Large language models (LLMs) like ChatGPT have revived this discussion, highlighting the diversity and complexity of intelligence in different environments.
This anthropocentric view often leads to arbitrary and unproductive comparisons between humans and other species.
The rise of LLMs has challenged this anthropocentric view, requiring a shift away from traditional human-oriented concepts and recognizing that other species possess forms of intelligence that may be considered superior.
Humanity has consistently positioned itself at the centre of the ongoing conversation about intelligence and consciousness, frequently ignoring the complexity of other species and even more recent developments in AI. This viewpoint, which is generally known as speciesism, emphasises the innate human tendency to think of our species as superior in many ways, including intelligence. Large language models (LLMs) like ChatGPT have recently been released, reviving this discussion.
Speciesism: A Deep-Seated Belief
Speciesism is not a fleeting concept; it’s deeply ingrained in human thought. It’s not merely a software in the human mind but an immutable aspect of our mental hardware. This philosophical stance has perpetuated the idea that humans stand unparalleled in intelligence and consciousness, overshadowing the understanding of other species’ intellect.
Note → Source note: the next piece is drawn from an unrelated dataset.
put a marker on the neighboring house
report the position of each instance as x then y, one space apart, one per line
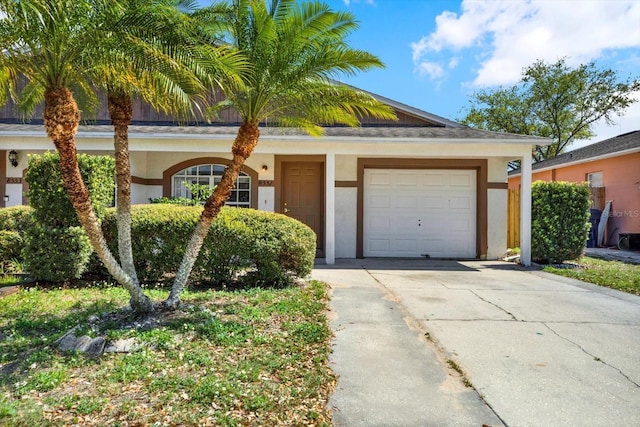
612 164
422 186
Scientific research has gradually started challenging this anthropocentric view, recognizing that different species have evolved varied forms of intelligence based on their specific environments. Whether it be on land, in water, or the air, the arrangement of intelligence varies widely. The comparison of intelligence between different species, such as humans and cats, often proves arbitrary and unproductive. An illustrative example is that cats might have a better survival chance on a desert island compared to a human.
The Advent of LLMs: A New Dimension
The rise of LLMs introduces an entirely different type of intelligence—one that exists in a digital environment. Unlike biological beings that rely on sensory experience to model the world, these non-material forms of intelligence operate on principles that are largely incomprehensible to human understanding. This stark difference only exacerbates the speciesism issue as we attempt to compare this new form of intelligence with our own.
A recent publication by Roman Yampolsky on existential risks related to AI outlines the problem with this human-centric approach. The questions raised therein, such as whether AI will become “smarter” than humans, exemplify how our anthropomorphic lens limits our ability to understand the distinctiveness of AI intelligence. Applying a universal human ruler to measure LLMs’ likelihood to “surpass humans” only leads us into a conceptual dead-end.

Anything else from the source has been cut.